Insiden tersebut bisa saja dianggap sebagai kecelakaan, tetapi penyelidikan lebih lanjut menunjukkan adanya kelalaian disengaja dari pihak BP yang mengakibatkan tragedi lingkungan terbesar dalam 10 tahun terakhir ini. Hasil penyelidikan menunjukkan BP sering mengambil langkah-langkah yang dianggap riskan demi menghemat biaya operasional. Beberapa waktu sebelum ledakan, beberapa karyawan BP sempat meminta penggantian salah satu suku cadang yang bermasalah, namun ditolak oleh BP. Di samping itu, dalam sepuluh tahun terakhir, BP kedapatan melakukan 750 pelanggaran (97% dari seluruh pelanggaran yang dilakukan semua perusahaan sejenis!) Singkatnya, tragedi tersebut disebabkan pelanggaran etika bisnis oleh BP.

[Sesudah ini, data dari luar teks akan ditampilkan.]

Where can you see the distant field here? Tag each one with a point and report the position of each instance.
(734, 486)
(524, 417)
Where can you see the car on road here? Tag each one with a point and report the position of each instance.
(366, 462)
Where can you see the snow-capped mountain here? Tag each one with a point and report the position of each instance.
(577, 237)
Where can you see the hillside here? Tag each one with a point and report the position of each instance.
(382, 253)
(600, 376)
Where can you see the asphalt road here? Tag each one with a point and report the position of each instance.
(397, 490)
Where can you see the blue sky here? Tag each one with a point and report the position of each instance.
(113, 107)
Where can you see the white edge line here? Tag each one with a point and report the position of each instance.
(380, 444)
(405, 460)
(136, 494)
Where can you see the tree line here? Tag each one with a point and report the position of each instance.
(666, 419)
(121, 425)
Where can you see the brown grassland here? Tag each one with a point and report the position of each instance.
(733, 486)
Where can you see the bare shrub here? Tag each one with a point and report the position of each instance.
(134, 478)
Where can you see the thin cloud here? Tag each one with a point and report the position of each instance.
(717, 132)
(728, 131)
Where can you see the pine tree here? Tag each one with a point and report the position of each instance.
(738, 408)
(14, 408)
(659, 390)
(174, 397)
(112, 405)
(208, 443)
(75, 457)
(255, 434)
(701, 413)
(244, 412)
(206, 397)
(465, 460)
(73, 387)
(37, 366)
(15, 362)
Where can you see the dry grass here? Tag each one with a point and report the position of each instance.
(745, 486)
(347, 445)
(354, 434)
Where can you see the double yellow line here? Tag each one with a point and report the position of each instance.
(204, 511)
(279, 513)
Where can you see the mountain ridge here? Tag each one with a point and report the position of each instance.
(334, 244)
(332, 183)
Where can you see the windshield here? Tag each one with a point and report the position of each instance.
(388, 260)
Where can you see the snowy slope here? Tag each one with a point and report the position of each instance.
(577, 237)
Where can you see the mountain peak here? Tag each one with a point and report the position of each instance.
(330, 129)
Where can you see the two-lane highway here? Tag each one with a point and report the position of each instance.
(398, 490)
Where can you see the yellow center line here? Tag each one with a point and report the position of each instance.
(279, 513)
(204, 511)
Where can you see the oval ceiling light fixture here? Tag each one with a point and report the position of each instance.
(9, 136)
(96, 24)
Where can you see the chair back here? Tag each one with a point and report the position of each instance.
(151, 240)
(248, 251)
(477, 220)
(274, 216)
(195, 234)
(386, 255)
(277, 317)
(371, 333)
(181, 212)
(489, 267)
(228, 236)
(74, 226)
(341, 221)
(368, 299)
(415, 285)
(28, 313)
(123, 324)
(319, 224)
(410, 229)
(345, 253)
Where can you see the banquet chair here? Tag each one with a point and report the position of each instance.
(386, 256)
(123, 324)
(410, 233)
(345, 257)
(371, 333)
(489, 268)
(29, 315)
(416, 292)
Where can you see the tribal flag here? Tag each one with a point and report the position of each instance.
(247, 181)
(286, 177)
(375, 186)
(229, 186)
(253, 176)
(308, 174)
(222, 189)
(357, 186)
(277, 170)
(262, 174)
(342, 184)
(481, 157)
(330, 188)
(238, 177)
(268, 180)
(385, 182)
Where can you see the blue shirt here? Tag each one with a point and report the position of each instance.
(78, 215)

Karena dalam kasus di atas terlihat jelas bagaimana perusahaan bersedia melakukan apa saja demi laba, wajar bila kita berkesimpulan bahwa di dalam bisnis, satu-satunya etika yang diperlukan hanyalah bersikap baik dan sopan kepada para pemegang saham. Memang harus diakui kepentingan utama bisnis adalah menghasilkan keuntungan maksimal untuk para pemegang sahamnya. Fokus tersebut membuat perusahaan yang berpikiran jangka pendek berupaya dengan segala cara melakukan apa saja untuk menaikkan keuntungan. Tekanan kompetisi karena globalisasi dan konsumen yang semakin rewel sering dijadikan alasan.
Berkaca pada contoh kasus di atas, sudah saatnya kita merenungkan kembali cara pandang lama yang melihat etika dan bisnis berasal dari dua dunia yang berbeda. Penerapan standar etika yang tinggi di perusahaan sebenarnya mampu memberikan keuntungan dalam dua hal sekaligus. Selain untuk membangun corporate image dan reputasi yang bagus, perusahaan juga bisa memandang penerapan standar etika yang tinggi sebagai bagian dari risk management untuk mengurangi resiko jangka panjang perusahaan.
Doug Lennick dan Fred Kiel (2005) dan buku mereka Moral Intelligence, menyimpulkan bahwa perusahaan-perusahaan yang memiliki pemimpin yang menerapkan standar etika dan moral yang tinggi terbukti lebih sukses dalam jangka panjang. Tentu saja yang penting untuk diperhatikan di sini adalah penekanan terhadap kata jangka panjang. Para pemilik modal dan manajer perusahaan yang berpikiran pendek tentu sulit menerima logika ini karena beretika dalam bisnis jarang memberikan keuntungan segera. Karena itu, sistem organisasi terutama sistem insentif harus mempertimbangkan pencapaian prestasi jangka panjang dan penerapan nilai-nilai etika sebagai salah satu faktor penilaian dan promosi. Sistem audit dan kontrol juga harus diperketat untuk mendeteksi secepat mungkin penyimpangan yang terjadi dan menghukum para pelanggar etika tanpa memandang bulu. Kepemimpinan yang menjunjung tinggi etika dan memberi teladan jelas sangat dibutuhkan juga. Tanpa hal-hal seperti itu, etika dalam perusahaan hanyalah omong kosong.
Peran pemerintah juga sangat penting. Seperti yang dijelaskan di atas, perusahaan publik sering mendapatkan tekanan dari para pemegang saham untuk menghasilkan keuntungan secepat-cepatnya dan sebanyak-banyaknya. Tanpa adanya kerangka hukum yang memberi ruang gerak bagi manajemen perusahaan untuk lolos dari tekanan tersebut, sulit kiranya menghindari desakan yang bersifat jangka pendek tersebut.
Kita berharap perusahaan-perusahaan dan pemerintah Indonesia bersedia melihat etika perusahaan secara lebih serius. Peran masyarakat  terutama melalui badan-badan pengawasan, LSM, media, dan menjadi konsumen yang kritis   juga sangat dibutuhkan untuk membantu meningkatkan standar etika bisnis di Indonesia. Sangat disesalkan, misalnya, kasus pelanggaran etika bisnis di Indonesia, termasuk yang mengancam jiwa konsumen sering hanya mendapatkan porsi berita ala kadarnya dan tidak ada penyelidikan yang serius dari pemerintah.